FaBERT is a Persian BERT-base model trained on the diverse HmBlogs corpus, encompassing both casual and formal Persian texts. Developed for natural language processing tasks, FaBERT is a robust solution for processing Persian text. Through evaluation across various Natural Language Understanding (NLU) tasks, FaBERT consistently demonstrates notable improvements, while having a compact model size. Now available on Hugging Face, integrating FaBERT into your projects is hassle-free.

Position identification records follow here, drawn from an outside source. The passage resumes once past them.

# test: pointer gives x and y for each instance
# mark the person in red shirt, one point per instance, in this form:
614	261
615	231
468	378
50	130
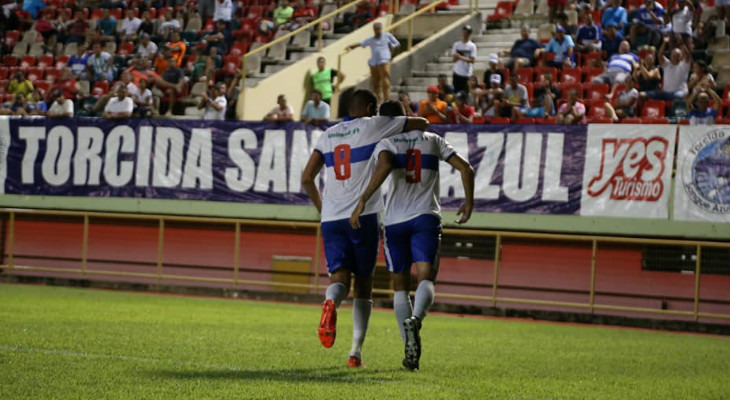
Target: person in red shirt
462	112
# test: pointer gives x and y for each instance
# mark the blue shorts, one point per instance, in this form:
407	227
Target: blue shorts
356	250
416	240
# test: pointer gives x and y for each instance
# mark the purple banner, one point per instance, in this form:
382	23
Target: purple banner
519	169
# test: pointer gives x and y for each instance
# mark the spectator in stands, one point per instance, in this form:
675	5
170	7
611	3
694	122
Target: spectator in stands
282	112
493	69
410	107
146	48
556	7
516	99
649	22
173	77
206	8
61	107
380	45
79	63
169	25
700	111
316	111
523	51
543	100
20	85
106	27
66	84
215	105
100	64
561	48
571	112
676	71
323	80
647	74
625	104
464	53
620	67
589	36
223	12
220	38
78	29
129	26
612	39
490	102
147	27
701	79
446	91
433	109
36	105
177	47
681	17
614	14
143	100
461	112
119	106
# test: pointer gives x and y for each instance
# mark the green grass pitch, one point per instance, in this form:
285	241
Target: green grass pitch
65	343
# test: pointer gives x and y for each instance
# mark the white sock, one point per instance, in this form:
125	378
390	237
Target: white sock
360	319
336	292
424	298
403	310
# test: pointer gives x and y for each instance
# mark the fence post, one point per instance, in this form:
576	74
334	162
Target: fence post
85	245
236	253
497	257
698	270
11	241
160	242
593	275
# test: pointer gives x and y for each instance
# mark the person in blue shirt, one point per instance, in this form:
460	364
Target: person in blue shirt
612	39
561	47
614	14
589	35
648	23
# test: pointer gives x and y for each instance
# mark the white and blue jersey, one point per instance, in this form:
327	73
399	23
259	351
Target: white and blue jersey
347	149
413	211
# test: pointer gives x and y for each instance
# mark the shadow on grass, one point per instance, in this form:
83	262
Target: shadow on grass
329	374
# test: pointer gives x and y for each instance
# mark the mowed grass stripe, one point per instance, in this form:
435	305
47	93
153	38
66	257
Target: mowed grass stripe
58	343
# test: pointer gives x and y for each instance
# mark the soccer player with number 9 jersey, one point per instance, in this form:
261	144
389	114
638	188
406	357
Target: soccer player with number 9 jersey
345	150
413	218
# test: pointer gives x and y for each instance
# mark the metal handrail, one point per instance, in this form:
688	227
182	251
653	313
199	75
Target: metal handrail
318	21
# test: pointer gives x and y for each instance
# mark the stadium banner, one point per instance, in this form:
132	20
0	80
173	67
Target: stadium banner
628	171
702	187
519	168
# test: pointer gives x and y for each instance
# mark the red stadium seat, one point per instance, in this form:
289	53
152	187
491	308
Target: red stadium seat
571	75
653	109
525	75
45	61
27	61
596	91
503	10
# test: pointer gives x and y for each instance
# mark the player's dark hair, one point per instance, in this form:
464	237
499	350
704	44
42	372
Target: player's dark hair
366	99
392	108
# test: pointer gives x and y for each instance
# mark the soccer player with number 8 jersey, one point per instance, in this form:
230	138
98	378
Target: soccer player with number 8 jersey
345	150
413	218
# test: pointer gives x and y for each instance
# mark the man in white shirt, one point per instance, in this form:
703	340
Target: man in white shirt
119	106
282	112
345	150
215	105
61	107
223	11
146	48
464	53
129	27
413	218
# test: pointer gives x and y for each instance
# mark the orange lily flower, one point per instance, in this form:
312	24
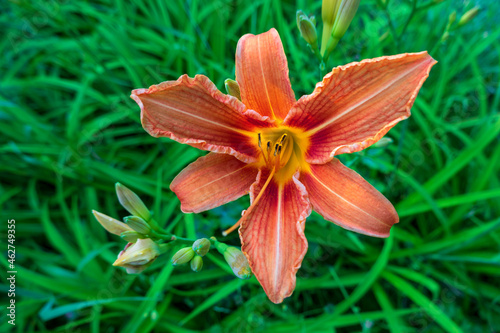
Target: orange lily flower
282	151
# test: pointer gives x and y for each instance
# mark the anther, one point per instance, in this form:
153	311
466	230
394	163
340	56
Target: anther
276	149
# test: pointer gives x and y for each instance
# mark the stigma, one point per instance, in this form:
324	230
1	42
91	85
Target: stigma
282	150
276	153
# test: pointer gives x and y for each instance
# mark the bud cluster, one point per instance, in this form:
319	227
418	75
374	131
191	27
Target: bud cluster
141	251
193	254
307	28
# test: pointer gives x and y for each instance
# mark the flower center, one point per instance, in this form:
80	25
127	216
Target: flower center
283	153
283	149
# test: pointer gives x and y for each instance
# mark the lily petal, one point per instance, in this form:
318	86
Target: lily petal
262	74
211	181
342	196
193	111
357	104
272	235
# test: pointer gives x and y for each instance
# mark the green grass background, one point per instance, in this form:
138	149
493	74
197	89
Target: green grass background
69	131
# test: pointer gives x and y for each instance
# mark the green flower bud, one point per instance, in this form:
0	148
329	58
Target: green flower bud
329	10
337	16
299	15
382	143
308	31
197	264
235	259
138	256
238	263
452	18
346	13
110	224
468	16
131	202
138	224
201	246
130	236
232	88
183	256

Experience enhanced performance without added complexity as FaBERT tackles a variety of NLP tasks.

Features

  • Pre-trained on the diverse HmBlogs corpus consisting more than 50 GB of text from Persian Blogs
  • Remarkable performance across various downstream NLP tasks
  • BERT architecture with 124 million parameters

Usage

You can simply download the model through the 🤗 Transformers library.

from transformers import AutoTokenizer, AutoModelForMaskedLM

tokenizer = AutoTokenizer.from_pretrained("sbunlp/fabert") # make sure to use the default fast tokenizer
model = AutoModelForMaskedLM.from_pretrained("sbunlp/fabert")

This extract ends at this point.